No, mi emoziono molto di più. Dopo 35 anni di carriera non sono diventato una macchina: ogni concerto porta con sé un’emozione diversa. E andando avanti con l’età sto notando che mi emoziono di più anche nella vita privata. I concerti quindi sono ancora più belli, anche perché ho sempre paura che ogni serata sul palco possa essere l’ultima.

Ti senti un padre nobile del rock italiano?
Io sono un padre del rock italiano, sono un pioniere. Con i Timoria abbiamo abbattuto i muri di cui poi ha beneficiato tutto il rock italiano. Trent’anni fa abbiamo aperto delle strade.

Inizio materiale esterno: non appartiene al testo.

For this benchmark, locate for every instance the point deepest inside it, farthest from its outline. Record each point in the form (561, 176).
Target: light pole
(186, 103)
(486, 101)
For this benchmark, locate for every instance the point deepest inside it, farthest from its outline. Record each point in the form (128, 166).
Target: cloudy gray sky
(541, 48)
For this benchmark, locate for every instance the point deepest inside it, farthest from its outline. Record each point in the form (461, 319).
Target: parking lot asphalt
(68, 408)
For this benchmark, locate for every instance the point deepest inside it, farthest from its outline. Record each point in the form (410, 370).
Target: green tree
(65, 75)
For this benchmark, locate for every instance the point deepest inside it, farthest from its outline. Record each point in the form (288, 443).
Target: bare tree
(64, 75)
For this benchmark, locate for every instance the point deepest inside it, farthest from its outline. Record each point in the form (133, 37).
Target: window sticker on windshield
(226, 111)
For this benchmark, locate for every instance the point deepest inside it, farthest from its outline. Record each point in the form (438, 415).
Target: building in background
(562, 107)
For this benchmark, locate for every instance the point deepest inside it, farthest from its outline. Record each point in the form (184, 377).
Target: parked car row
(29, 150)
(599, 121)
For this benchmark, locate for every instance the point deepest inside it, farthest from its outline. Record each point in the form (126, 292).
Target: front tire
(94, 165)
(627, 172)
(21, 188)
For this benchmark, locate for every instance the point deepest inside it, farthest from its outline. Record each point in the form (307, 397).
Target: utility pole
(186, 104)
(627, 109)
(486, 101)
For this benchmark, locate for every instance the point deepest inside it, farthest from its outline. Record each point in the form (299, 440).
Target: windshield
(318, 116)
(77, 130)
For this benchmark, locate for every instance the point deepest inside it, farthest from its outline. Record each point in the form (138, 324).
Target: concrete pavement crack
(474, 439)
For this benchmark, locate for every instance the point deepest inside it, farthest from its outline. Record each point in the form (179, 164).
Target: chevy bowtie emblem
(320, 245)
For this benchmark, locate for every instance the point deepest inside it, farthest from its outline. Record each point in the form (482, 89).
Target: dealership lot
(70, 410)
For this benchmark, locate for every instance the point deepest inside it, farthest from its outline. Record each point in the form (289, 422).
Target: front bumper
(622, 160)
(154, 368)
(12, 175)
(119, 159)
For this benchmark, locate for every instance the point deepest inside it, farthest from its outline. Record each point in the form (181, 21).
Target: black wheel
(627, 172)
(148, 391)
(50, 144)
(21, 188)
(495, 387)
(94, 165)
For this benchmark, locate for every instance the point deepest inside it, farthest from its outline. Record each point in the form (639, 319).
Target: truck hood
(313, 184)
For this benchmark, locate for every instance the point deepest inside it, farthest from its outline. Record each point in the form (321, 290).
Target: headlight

E su queste strade c’è ancora un Omar Pedrini?
Omar Pedrini non fa nulla di speciale. Ma se a 58 anni la gente corre a vedermi, come ieri, vuol dire che piace il modo in cui faccio le cose. Finché ci sarà gente che non si adegua al sistema, comunque, ci saranno sempre degli Omar Pedrini.

Com’è cambiato il panorama musicale rispetto a qualche anno fa?
Le differenze sono enormi. Le piattaforme musicali e i talent show hanno influenzato il panorama. Prima facevi tantissima gavetta nei locali; poi se eri bravo iniziavi ad aprire i concerti dei “grandi”, come noi con i Litfiba. E da lì, se arrivavi al successo, arrivavi alla televisione. Oggi succede il contrario. Parti dalla televisione, diventi famoso (non per forza per meriti musicali) e poi se sei fortunato fai un po’ di successo. Nel 99% dei casi, invece, devi ripartire con la gavetta. E farla dopo essere stato famoso, dopo aver visto dei soldini, è durissima. E quindi tanti si arrendono ad altre cose per mantenere la popolarità. Ma questo non è il successo della musica.

Negli anni, nelle tue canzoni, hai trattato tanti temi ambientali e sociali che oggi sono di estrema attualità. Sei stato pioniere anche in questo.
Nel 1994 uscì “2020 Speedball”, che è considerato il primo disco ambientalista nella storia del rock italiano. Ci diedero dei catastrofisti per le tematiche trattate e invece... Qualcuno ha detto che sono un profeta, ma in realtà si capiva che già all’epoca il mondo stava andando verso l’autodistruzione. Poi è arrivato “Pianeta Blu” e ancora l’ultimo disco “Sospeso” che è dedicato alle nuove generazioni. In particolare nel brano “La Giusta Guerra” tratto due temi attuali che sono l’ecologia e la guerra: lottare per la Terra è l’unica giusta guerra, dice il testo. Arriverà il momento in cui tutti i Paesi poseranno i missili e affronteranno insieme, come un’unica Nazione, i cambiamenti climatici. Succederà tra 10 o 20 anni, ma poi non dite che sono un profeta...

Continuerai a cantare di temi sociali, quindi?
Diciamo che se ci sarà un nuovo disco mi piacerebbe farlo con contenuti studiati per il teatro canzone: un disco lirico, di emozioni umane. Ci saranno sempre riferimenti all’ambiente e alla nostra casa. E poi i temi sociali, che fanno parte della nostra vita. Come le carceri, le morti sul lavoro... Però vorrei anche parlare di poesia, di musica, di amore.

Tornando a venerdì, cosa ti senti di dire ai tuoi fan?
L’affetto che ho sentito è stato disarmante e incredibile. Ai miei sostenitori dico: continuate ad aspettarmi, sto facendo di tutto per tornare in forma e ripartite dalla musica. E se un giorno gli dei del rock vorranno farmi ricominciare (ride)... intanto faccio il bravo, per tornare a calcare il palco di nuovo.